A green tea with surprising body and captivating almost nutty green tea taste.
Legend has it that the name Gunpowder was given by a young English clerk who thought the tiny rolled green balls looked like gunpowder. The tealeaves are specially selected for quality, size and style. They are then rolled into very small tight nuggets. Gunpowder tea keeps a lot longer than other green teas and is favored because of this characteristic. Chinese exporters recommend gunpowder for iced tea flavored with lemon and sugar. Gunpowder tea is also very popular in Morocco where the leaves are boiled and mint and sugar are added.
Pinhead Gunpowder Pingshui tea comes from the province of Zhejiang across Hangzhou Bay from Shanghai. It was in Hangzhou that Mao Tse Tung (China’s first leader on modern times) first met with Richard Nixon (President of the United States). This 1973 meeting, which included gunpowder tea, was the beginning of normalized relations between China and the United States.

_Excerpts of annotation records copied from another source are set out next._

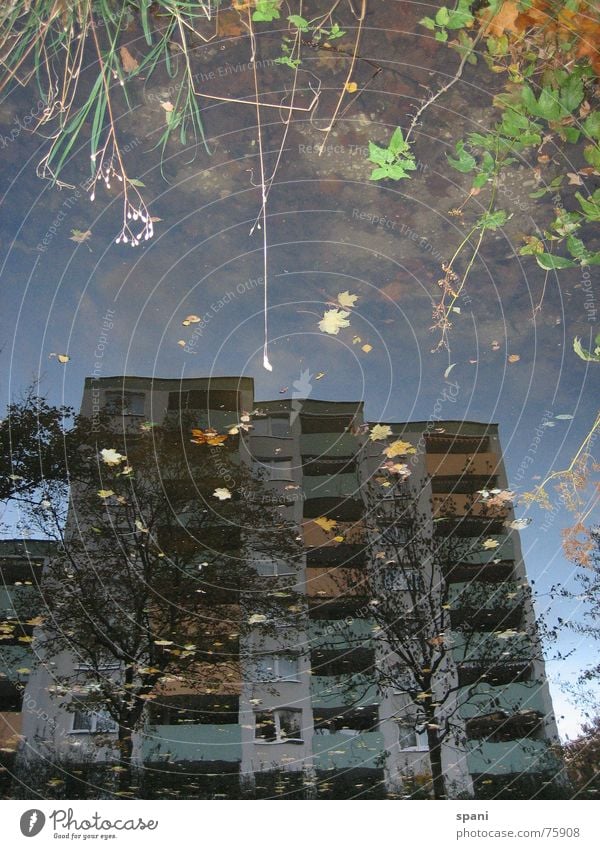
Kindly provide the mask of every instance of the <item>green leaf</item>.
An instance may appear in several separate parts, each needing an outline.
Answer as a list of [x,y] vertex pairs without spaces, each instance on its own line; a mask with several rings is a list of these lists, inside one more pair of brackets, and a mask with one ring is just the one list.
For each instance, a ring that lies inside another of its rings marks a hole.
[[600,363],[600,353],[596,353],[598,349],[593,354],[590,351],[586,351],[582,347],[581,339],[578,336],[573,339],[573,350],[580,359],[585,360],[587,363]]
[[289,56],[279,56],[275,59],[275,64],[287,65],[288,68],[293,68],[295,70],[301,64],[301,60],[291,59]]
[[288,15],[288,21],[297,27],[300,32],[308,32],[308,21],[301,15]]
[[340,29],[339,24],[334,24],[327,33],[327,38],[332,41],[334,38],[341,38],[343,35],[346,35],[346,30]]
[[369,180],[385,180],[388,176],[388,172],[386,168],[375,168],[371,171],[371,176]]
[[448,165],[454,168],[456,171],[460,171],[462,174],[468,174],[469,171],[472,171],[477,164],[477,160],[470,153],[467,153],[465,150],[465,143],[462,141],[456,142],[454,146],[457,154],[457,159],[453,159],[451,156],[446,154],[446,159],[448,160]]
[[369,142],[369,162],[375,165],[386,165],[390,159],[390,153],[386,148],[379,147],[375,142]]
[[560,103],[551,88],[542,89],[537,105],[538,114],[547,121],[557,121],[561,117]]
[[446,26],[449,29],[461,29],[467,24],[472,24],[474,20],[471,13],[471,0],[459,0],[456,9],[450,12]]
[[523,236],[526,244],[519,248],[520,256],[535,256],[544,253],[544,243],[537,236]]
[[545,271],[552,271],[557,268],[573,268],[577,265],[572,259],[567,259],[564,256],[556,256],[555,254],[536,254],[535,258],[540,268]]
[[435,14],[435,22],[439,27],[445,27],[449,20],[450,12],[445,6],[442,6]]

The leaves for Pinhead Gunpowder are only plucked during April and May when the quality of the green leaf is at it’s highest. The leaves are steamed and tightly rolled in a time-honored process. When preparing this tea, part of the ritual is to take two pinches of Pinhead Gunpowder and drop them into a porcelain cup so you hear the jingle and tinkle of the leaves hitting the sides. Boiling water causes them to open up like flowers and sink slowly to the bottom in graceful patterns, which add a dimension of visual pleasure to tea drinking. This gunpowder produces a reasonably strong dark-green brew with a memorable fragrance, a slightly bitter but not unpleasant flavor and a long lasting finish. Gunpowder is more dense than other teas so if you are making a teapot full you only require one or two teaspoons for a teapot.